Step forward Ruth Beitia, who celebrated victory on countback over Tonje Angelsen, of Norway, after they had both cleared 1.97m but failed at 1.99m.
It was Angelsen's first-attempt failure at 1.89m that proved the difference as Beitia missed that height, clearing first time at 1.92m after 1.85m and leaving the Olympic Stadium as the gold medallist.
She had been so close to a European title in the past but this time gold was hers.
It was not a spectacular competition, with 1.95m proving the barrier for seven of the nine competitors who had remained in the field.
And then 1.97m was not that easy for Beitia and Angelsen who both knocked the bar off in their first two goes before going clear.
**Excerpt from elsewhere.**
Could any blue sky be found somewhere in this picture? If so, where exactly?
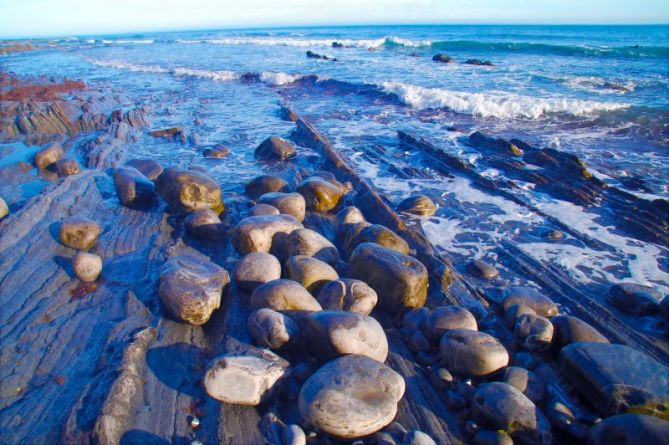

Forget 1.99m, that is for another day because Beitia was delighted.
Her sunglasses might have shook every time she took to the air but she sailed over enough to head into the Olympic Games in London as the European champion, and titles can mean so much for the way the mind works.
'I am very very happy,' said Beitia. 'The weather was just perfect for me and I was lucky to do my jumps without the rain.'
Angelsen said: 'I had my best competition ever, I controlled my jumping all the time and I knew I would do well. I am not surprised and I am happy.'
Beitia will go next to Paris for the Diamond League meeting a week tomorrow having finally won on this major stage having been competing at international championships since 1998.
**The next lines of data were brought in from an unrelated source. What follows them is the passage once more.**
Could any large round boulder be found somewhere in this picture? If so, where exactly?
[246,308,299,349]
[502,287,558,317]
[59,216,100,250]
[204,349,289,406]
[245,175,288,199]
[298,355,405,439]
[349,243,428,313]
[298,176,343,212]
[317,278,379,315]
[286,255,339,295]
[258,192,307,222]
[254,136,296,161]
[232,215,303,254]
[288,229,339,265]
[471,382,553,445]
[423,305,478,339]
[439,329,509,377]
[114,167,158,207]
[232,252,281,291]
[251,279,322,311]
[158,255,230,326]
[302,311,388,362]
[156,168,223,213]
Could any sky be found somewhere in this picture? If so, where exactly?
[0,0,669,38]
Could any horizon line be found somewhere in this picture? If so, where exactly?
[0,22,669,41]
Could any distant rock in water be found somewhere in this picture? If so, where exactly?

She is now 33 and while she holds the Spanish records outdoors and in - 2.02m and 2.01m - she now has the title to go with all the years of hard work.
It was back in Annecy, France, in 1998 that Beitia was eighth at the World Junior Championships, finishing 11th at the European Athletics Championships in Munich three years later and then, fittingly, making the podium at the European Indoor Championships in Madrid in 2005 when she won silver - a position she repeated at the following championships in Turin and Paris.
Seventh at the last Olympic Games in Beijing, who knows what might happen in London for a woman who has finally bagged one of the big prizes?
Russian Anna Chicherova, who was not here, is top of the world lists with 2.02m and Beitia, who was already fourth with 1.97m, is in with a shout at the Olympics after matching her season's best tonight.
Bulgaria's Venelina Veneva-Mateeva had been the leading European in the event with 1.95m yet she finished last, clearing 1.80m but not 1.85m and departing early.
There was three-way tie for third with Russian Irina Gordeyeva, Emma Green Tregaro, of Sweden, and Ukraine's Olena Holosha all going no further than 1.92m, their only failures.
But it was Beitia's day, the golden one she has been close to so many times before.